Running Time: 111 minutes.
Certificate: PG.
Synopsis: When Andrée Heuschling (Christa Theret) arrives at the home of Pierre-Auguste Renoir (Michel Bouquet) in 1915, she simultaneously inspires and rejuvenates both his career and that of his son, Jean (Vincent Rottiers), who has returned home from war.
Cinema has something of a challenged relationship with the way filmmakers use the machinery of the biopic subgenre to explore the lives and works of established, renowned artists. Where films such as SERAPHINEand FRIDAtook on intimate biographical angles, expressing these historical figures as embodiments of their work, others become mired by the simple way of expecting audiences to approach them with already highly attuned awareness. The same can be said for Gilles Bourdos’ latest, RENOIR, a mostly static peek into elderly painter Pierre-Auguste Renoir’s latter-stage career and, simultaneously, his son Jean’s burgeoning occupation as a filmmaker, bewitched as they both were by the presence of a flame-haired muse.
Christa Theret plays Andrée Heuschling, a teenager who, upon arrival at the house of Pierre-Auguste in the summer of 1915, quickly becomes a source of inspiration for the ageing painter, who is becoming increasingly crippled by arthritis. Although falling prey to the physical challenges of old age, Pierre-Auguste is rejuvenated and captivated by Andrée, and becomes motivated to resume painting his famous nude portraits when she volunteers to become his life model.
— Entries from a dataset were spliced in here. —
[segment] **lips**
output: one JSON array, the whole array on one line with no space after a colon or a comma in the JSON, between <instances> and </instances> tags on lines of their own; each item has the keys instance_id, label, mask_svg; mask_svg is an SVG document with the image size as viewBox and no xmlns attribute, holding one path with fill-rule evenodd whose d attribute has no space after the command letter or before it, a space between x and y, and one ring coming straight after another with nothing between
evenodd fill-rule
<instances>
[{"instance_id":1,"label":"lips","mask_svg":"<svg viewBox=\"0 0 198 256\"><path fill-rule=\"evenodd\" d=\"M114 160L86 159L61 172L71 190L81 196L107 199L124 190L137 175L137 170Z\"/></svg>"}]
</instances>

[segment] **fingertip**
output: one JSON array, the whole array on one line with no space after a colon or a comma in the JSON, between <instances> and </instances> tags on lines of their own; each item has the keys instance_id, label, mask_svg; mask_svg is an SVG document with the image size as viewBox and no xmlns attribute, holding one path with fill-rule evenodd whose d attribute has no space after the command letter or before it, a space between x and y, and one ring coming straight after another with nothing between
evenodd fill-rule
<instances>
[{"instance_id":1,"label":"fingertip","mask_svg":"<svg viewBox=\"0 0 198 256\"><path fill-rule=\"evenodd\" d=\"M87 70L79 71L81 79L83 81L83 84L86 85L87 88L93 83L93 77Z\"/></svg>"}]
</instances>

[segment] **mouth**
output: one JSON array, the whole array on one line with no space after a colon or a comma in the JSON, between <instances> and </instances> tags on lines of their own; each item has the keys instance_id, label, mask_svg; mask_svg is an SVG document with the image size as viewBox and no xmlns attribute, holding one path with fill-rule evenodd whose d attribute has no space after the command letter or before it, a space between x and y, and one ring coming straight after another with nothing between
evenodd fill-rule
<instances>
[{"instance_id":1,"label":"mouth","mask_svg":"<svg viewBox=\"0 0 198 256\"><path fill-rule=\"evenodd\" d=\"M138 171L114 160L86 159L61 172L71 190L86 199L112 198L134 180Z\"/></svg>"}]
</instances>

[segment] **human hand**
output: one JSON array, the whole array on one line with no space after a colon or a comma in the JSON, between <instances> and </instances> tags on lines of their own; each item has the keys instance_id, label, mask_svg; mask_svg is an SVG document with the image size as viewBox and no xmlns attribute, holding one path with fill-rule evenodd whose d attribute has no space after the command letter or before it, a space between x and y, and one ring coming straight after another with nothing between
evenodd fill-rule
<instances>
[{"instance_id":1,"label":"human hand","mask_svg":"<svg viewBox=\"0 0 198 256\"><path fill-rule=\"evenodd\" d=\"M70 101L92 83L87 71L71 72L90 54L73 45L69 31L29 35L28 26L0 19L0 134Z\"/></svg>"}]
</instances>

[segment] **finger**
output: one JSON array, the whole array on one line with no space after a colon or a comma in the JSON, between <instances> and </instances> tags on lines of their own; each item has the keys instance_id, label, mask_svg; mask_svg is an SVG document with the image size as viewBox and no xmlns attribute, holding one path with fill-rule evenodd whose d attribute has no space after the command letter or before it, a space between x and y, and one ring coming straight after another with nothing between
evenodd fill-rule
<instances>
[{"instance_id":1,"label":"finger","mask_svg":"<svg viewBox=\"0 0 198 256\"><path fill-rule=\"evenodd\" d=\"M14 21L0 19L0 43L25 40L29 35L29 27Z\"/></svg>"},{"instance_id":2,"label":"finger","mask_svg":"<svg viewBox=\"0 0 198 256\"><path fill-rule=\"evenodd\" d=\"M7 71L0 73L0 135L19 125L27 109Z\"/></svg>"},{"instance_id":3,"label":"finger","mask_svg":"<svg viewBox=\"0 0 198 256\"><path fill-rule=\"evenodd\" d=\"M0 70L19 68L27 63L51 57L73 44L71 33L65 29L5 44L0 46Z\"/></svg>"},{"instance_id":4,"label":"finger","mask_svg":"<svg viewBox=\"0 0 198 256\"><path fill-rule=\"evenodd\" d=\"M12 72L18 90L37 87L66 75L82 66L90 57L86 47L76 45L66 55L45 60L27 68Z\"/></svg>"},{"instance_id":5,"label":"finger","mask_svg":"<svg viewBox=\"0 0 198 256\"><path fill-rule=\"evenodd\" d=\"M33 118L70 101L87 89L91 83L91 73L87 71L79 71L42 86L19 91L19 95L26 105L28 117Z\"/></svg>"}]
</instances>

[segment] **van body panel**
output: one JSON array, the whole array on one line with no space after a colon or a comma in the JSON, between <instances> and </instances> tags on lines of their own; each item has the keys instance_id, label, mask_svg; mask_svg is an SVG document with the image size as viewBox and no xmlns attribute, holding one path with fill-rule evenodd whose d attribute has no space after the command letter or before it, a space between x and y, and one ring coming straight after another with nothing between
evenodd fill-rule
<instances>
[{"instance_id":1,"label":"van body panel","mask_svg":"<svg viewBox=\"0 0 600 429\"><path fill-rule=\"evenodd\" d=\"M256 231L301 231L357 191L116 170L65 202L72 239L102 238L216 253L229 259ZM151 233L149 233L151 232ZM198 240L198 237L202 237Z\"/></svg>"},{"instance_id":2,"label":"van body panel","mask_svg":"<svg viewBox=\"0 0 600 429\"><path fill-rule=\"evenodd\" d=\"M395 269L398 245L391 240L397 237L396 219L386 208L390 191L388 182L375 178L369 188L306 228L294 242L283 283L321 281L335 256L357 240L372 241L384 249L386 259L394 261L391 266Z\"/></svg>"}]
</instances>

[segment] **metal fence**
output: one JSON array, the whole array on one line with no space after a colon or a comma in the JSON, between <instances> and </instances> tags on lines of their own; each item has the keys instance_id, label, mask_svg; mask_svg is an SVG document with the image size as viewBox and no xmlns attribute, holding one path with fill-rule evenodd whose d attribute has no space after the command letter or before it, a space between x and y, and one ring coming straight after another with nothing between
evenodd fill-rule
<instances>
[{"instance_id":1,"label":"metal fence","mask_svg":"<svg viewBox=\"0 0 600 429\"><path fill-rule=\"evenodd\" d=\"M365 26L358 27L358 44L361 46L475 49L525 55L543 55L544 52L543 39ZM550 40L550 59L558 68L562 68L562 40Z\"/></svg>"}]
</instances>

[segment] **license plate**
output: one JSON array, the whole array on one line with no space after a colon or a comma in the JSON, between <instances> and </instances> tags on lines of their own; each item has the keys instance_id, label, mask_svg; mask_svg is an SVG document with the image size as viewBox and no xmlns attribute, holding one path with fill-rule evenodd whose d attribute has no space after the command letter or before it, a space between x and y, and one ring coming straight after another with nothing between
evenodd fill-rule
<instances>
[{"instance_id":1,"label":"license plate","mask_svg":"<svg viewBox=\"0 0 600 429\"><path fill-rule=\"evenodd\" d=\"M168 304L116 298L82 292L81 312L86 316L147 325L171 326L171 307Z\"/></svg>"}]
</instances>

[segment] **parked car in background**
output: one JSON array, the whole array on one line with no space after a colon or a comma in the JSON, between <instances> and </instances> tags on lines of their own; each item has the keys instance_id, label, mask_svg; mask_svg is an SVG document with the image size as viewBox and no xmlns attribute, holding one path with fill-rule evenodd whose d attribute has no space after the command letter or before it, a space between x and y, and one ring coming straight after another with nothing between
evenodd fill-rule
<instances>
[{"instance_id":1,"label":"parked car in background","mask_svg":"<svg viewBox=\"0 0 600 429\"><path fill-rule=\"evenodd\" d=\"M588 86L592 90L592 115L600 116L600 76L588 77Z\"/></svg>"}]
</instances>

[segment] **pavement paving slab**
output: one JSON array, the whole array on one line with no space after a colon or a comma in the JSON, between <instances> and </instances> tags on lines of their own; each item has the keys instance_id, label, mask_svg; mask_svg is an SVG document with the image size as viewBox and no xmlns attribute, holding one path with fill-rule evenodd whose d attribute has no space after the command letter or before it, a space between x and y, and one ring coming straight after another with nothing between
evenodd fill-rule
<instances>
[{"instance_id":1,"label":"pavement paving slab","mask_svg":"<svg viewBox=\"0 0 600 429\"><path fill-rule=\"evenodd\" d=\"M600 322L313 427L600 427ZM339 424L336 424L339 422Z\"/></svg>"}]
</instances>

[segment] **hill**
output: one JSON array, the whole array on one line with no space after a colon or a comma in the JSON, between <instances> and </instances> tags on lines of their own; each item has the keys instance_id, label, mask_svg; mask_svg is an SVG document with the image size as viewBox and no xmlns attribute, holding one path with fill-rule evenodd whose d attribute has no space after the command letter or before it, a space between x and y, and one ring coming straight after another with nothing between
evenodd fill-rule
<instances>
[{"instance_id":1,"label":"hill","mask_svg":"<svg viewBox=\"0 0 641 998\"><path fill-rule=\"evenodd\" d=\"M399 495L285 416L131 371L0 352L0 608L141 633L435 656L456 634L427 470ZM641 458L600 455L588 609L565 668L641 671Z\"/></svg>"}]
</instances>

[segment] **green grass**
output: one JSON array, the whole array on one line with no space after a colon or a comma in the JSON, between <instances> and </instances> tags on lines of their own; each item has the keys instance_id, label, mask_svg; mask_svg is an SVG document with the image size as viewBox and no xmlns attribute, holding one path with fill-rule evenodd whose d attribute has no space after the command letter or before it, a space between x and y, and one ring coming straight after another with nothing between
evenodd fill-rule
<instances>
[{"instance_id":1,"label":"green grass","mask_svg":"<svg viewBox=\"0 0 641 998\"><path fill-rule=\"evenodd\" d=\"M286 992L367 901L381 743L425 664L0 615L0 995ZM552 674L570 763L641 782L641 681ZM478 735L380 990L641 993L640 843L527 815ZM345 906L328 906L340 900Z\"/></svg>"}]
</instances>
As Andrée establishes an idyll at the Cote d’Azur setting, the realities of the First World War swiftly begin to impose, as Pierre-Auguste’s son Jean – an officer in the French army – returns to convalesce after being wounded in battle. Whilst assisting his father, Jean becomes infatuated by Andrée, who reinvigorates his weary attitude to the war as he begins to form a budding interest in motion pictures.
Although Bourdos competently mimics Pierre-Auguste’s ravishing artistry, ensuring each frame is filled with thoughtful and appealing visual construction, his film is a staid and rather lifeless perusal that chooses not to explore its subjects and their chequered relationship in any particular depth. The depiction of the film’s senior hero is a taken as read interpretation that neither challenges or alters the already recognised facts (his brilliance, arthritis, polygamous living conditions), instead drawing little conclusion about how and why he channels his inspiration into his art. Similarly with Jean – who went on to helm such paradigmatic French films as LA GRANDE ILLUSION and LA REGLE DE JEU – Bourdos’ screenplay does little to fully make understandable the foundations of his burgeoning career shift, delving into a vague and simplistic story of how his love for Andrée captures his imagination.
Conservatively directed with an unquestioning approach, RENOIR is a vigilant and beautifully placid rumination that attempts to deify two emblems of French artistic history but rarely focuses on either.